OPTIMUS-Prime: Minimal and Sufficient Concept Explanations for Deep Vision Models
Pith reviewed 2026-06-27 21:56 UTC · model grok-4.3
The pith
OPTIMUS generates visual heatmaps for deep vision models that provably guarantee the prediction using the smallest set of concepts.
A machine-rendered reading of the paper's core claim, the machinery that carries it, and where it could break.
Core claim
OPTIMUS explanations take the form of visual heatmaps grounded in prime implicants of the classifier's decision process. They satisfy sufficiency, meaning the concepts highlighted provably guarantee the model's prediction, and minimality, meaning no strict subset of those concepts retains the guarantee. This combination produces explanations that are logically tight and visually coherent for deep classification models.
What carries the argument
Prime implicants identified or approximated from the model's internal activations, rendered as heatmaps that enforce both sufficiency and minimality for the selected visual concepts.
If this is right
- The resulting heatmaps remain interpretable to end users while carrying explicit logical guarantees absent from most saliency methods.
- No smaller collection of concepts will still guarantee the classifier output.

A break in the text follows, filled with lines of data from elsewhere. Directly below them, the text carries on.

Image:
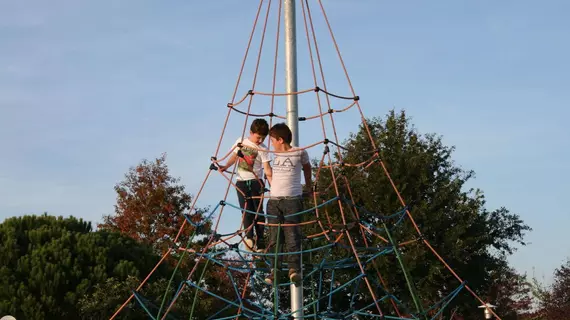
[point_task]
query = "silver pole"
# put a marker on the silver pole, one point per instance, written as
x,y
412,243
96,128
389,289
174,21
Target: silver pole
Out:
x,y
292,118
291,69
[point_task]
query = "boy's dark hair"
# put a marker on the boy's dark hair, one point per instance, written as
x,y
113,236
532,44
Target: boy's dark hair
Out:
x,y
260,127
281,130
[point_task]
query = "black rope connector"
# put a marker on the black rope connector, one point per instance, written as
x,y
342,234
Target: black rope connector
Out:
x,y
215,236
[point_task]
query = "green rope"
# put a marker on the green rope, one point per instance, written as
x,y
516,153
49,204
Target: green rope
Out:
x,y
197,286
419,307
313,285
275,274
174,273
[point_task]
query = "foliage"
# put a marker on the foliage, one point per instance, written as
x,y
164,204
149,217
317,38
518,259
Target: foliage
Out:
x,y
48,264
473,240
554,300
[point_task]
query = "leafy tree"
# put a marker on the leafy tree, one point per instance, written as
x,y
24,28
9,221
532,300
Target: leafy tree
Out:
x,y
150,209
473,240
48,264
151,205
554,301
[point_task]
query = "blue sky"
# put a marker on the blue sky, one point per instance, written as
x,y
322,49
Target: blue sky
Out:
x,y
88,89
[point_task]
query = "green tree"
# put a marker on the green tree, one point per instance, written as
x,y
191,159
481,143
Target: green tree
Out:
x,y
48,264
554,300
151,208
473,240
151,205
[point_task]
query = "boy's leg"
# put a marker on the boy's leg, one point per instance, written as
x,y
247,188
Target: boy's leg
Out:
x,y
247,217
293,234
275,244
257,188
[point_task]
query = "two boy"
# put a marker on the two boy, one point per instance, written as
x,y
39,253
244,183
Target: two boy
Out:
x,y
286,190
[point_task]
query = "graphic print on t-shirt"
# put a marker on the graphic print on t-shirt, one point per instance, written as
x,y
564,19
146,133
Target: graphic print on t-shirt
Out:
x,y
283,164
249,155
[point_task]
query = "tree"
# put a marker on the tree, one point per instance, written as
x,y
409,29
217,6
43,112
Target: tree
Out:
x,y
554,300
49,264
151,209
151,205
473,240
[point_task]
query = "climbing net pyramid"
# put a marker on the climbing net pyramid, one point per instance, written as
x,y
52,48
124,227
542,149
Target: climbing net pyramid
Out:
x,y
343,242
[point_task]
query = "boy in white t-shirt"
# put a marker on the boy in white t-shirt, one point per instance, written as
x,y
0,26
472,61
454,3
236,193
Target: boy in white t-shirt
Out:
x,y
287,197
252,162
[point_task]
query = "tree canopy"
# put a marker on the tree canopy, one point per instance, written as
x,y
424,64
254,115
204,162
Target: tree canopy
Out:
x,y
49,264
472,239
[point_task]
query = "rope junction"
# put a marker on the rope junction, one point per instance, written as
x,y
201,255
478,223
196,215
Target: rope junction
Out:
x,y
340,253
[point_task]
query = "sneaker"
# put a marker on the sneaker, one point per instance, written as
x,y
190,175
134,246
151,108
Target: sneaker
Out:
x,y
295,275
248,244
269,278
260,247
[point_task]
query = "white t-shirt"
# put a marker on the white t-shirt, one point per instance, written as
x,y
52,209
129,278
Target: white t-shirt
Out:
x,y
287,168
252,160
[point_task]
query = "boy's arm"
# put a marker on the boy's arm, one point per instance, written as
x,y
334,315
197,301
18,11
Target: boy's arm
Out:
x,y
308,176
230,163
268,171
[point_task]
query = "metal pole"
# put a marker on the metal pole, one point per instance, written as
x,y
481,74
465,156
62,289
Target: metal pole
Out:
x,y
291,69
292,118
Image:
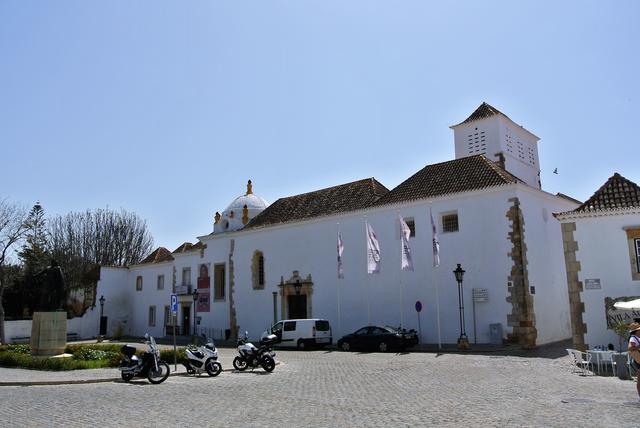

- The approach applies directly to standard deep vision classification models and surfaces decision-relevant concepts on benchmarks.
- Explanations become both visually coherent and free of redundant concepts.
Where Pith is reading between the lines
- If the prime-implicant approximation holds across architectures, it could support systematic comparison of what different models treat as essential for the same input.
- The minimality property might help isolate the exact features a model uses when predictions change under small input perturbations.
- Extending the method beyond vision could test whether similar implicant extraction works for other data types where decision boundaries are less spatially organized.
Load-bearing premise
Prime implicants can be identified or approximated from the internal activations of a deep neural network in a way that directly yields the claimed formal guarantees for visual concepts.
What would settle it
A concrete falsifier would be a generated heatmap where the isolated concepts fail to force the model's original prediction, or where removing one concept leaves a subset that still guarantees the prediction.
Figures
read the original abstract
The growing demand for transparency in automated decision-making has propelled eXplainable Artificial Intelligence (XAI) to the forefront of machine learning research. In computer vision, however, existing explanation methods often prioritize end-user accessibility at the expense of formal guarantees, leaving a critical gap between practical utility and theoretical rigor. In this paper, we address this gap by introducing OPTIMUS, a novel framework for generating concept-based visual explanations for deep classification models. OPTIMUS explanations take the form of visual heatmaps that not only remain interpretable to end users, but are grounded in the well-established theory of prime implicants, providing formal guarantees that have been largely absent from existing saliency-based methods. Specifically, OPTIMUS explanations satisfy two desirable properties: sufficiency, ensuring that the highlighted concepts provably guarantee the classifier's prediction, and minimality, ensuring that no strict subset of those concepts retains this guarantee. Together, these properties yield explanations that are both logically tight and visually coherent. We validate our approach on a visual classification benchmark, demonstrating that OPTIMUS heatmaps naturally and faithfully surface the decision-relevant concepts underlying model predictions.
Editorial analysis
A structured set of objections, weighed in public.
Referee Report
Summary. The paper introduces OPTIMUS, a framework for generating concept-based visual explanations (heatmaps) for deep vision classification models. It claims these explanations are grounded in prime implicant theory, satisfying formal guarantees of sufficiency (highlighted concepts provably entail the model's prediction) and minimality (no strict subset retains the guarantee).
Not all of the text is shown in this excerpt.